You come to watch Tancredo do retail politics - kiss (nonanchor) babies and try to make headlines. In Sunday's Manchester Union-Leader, there's a photo of Tancredo in front of a Bank of America branch. The caption says he's leading a "small" protest against issuing credit cards to - surprise - illegal immigrants.

The momentum was such that when he cut the ribbon to open his New Hampshire office in Manchester, there were tens of staff and supporters on hand.

Interestingly, his office is in a building that was once a mill. It was built, I'm told, more than 100 years ago - and staffed, you'd guess, by the immigrants of that era. But that's another story. Down the hall is John McCain - the pro-mill candidate. Tancredo insisted there was no truth to the rumor that he was building a fence between their offices.

If it sounds like Tancredo was ebullient, he was. He called the office "nifty" and said he also has one in Iowa that's "neat."

He's optimistic because he has to be and because the front-runners have their own problems. Immigration is one of McCain's problems. The war is another. The pros, meanwhile, will tell you Rudy Giuliani has no chance. As one said to me: "There's no party as presently constituted that would nominate Giuliani."

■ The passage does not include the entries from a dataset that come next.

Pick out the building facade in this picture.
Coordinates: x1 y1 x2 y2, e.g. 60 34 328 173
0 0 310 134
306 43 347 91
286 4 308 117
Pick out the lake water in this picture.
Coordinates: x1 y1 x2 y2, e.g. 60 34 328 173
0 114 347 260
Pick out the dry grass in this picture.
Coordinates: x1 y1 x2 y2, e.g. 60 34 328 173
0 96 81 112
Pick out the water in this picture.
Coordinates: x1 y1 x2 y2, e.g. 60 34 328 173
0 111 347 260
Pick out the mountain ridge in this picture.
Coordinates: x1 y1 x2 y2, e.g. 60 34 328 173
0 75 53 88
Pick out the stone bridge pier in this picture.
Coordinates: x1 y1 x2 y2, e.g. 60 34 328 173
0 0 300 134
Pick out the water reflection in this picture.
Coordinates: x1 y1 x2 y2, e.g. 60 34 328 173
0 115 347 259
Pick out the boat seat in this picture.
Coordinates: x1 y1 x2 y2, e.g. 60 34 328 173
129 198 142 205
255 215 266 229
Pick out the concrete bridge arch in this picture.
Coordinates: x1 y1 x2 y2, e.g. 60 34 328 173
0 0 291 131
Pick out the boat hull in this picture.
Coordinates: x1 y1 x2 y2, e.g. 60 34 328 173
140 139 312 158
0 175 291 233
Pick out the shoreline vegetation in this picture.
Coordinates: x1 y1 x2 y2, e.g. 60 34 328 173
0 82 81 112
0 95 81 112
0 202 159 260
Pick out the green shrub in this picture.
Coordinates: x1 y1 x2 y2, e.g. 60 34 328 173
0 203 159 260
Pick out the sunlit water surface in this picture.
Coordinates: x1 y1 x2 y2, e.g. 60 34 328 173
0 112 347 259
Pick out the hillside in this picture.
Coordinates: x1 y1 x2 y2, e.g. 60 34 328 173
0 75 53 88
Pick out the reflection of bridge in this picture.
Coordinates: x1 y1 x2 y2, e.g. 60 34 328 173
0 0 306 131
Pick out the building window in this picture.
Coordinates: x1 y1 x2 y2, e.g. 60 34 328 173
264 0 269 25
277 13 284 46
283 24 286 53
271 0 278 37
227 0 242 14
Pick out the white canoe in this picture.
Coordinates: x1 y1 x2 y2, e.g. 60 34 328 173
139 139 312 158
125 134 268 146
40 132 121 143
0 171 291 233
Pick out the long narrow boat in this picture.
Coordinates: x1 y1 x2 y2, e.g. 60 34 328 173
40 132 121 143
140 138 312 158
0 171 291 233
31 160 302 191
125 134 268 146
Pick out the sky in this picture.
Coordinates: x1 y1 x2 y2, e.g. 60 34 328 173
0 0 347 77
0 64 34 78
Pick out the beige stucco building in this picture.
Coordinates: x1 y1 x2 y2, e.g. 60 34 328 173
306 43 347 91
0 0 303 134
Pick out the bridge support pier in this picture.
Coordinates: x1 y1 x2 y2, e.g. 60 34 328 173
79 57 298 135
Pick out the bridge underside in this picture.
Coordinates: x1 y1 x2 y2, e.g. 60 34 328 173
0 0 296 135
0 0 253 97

You may have seen the video of Giuliani, in his gown, at the ball with Donald Trump. You may have heard he missed his son's high school graduation. You may know of the messy divorces. And then there's this video now making the rounds of Giuliani, back in 1989, saying the government should pay for abortions for poor women. How do you think that plays in a Republican primary?

Romney seems stalled. Gingrich is confessing to James Dobson. If someone emerges from the pack, why not Tancredo? OK, let's pretend that's not a rhetorical question.

Tancredo can cite precedent. One is Pat Buchanan's win in a crowded field in 1996. The other is Tancredo's win of his House seat in a 1998 primary field of five.

"This does remind me of my own primary when I won with 26 percent," he says. "All you have to do is well enough here and in Iowa and the momentum starts to build. And then you really don't know what might happen."

I watched him at the high school, talking to kids in an auditorium, a big Tancredo banner on the wall behind him. He took questions on Iraq, on gay marriage, on embryonic stem cells, on immigration.

Although none had heard of him before the speech, the questions were animated, and they were tough.

"We don't get many top-tier candidates here," said David Carle, a social studies teacher. "We're too small."

I talked to three students - all juniors - afterward.

One said she "disagreed with everything he said."

A second said he "agreed with everything he said."

I looked to the third - Trevor Goodwin - for the tie-breaker. He voted against.

Tancredo would have been thrilled. If my math is right, that is 33 percent.

And by the time the primary actually gets here, maybe some of them would even be old enough to vote.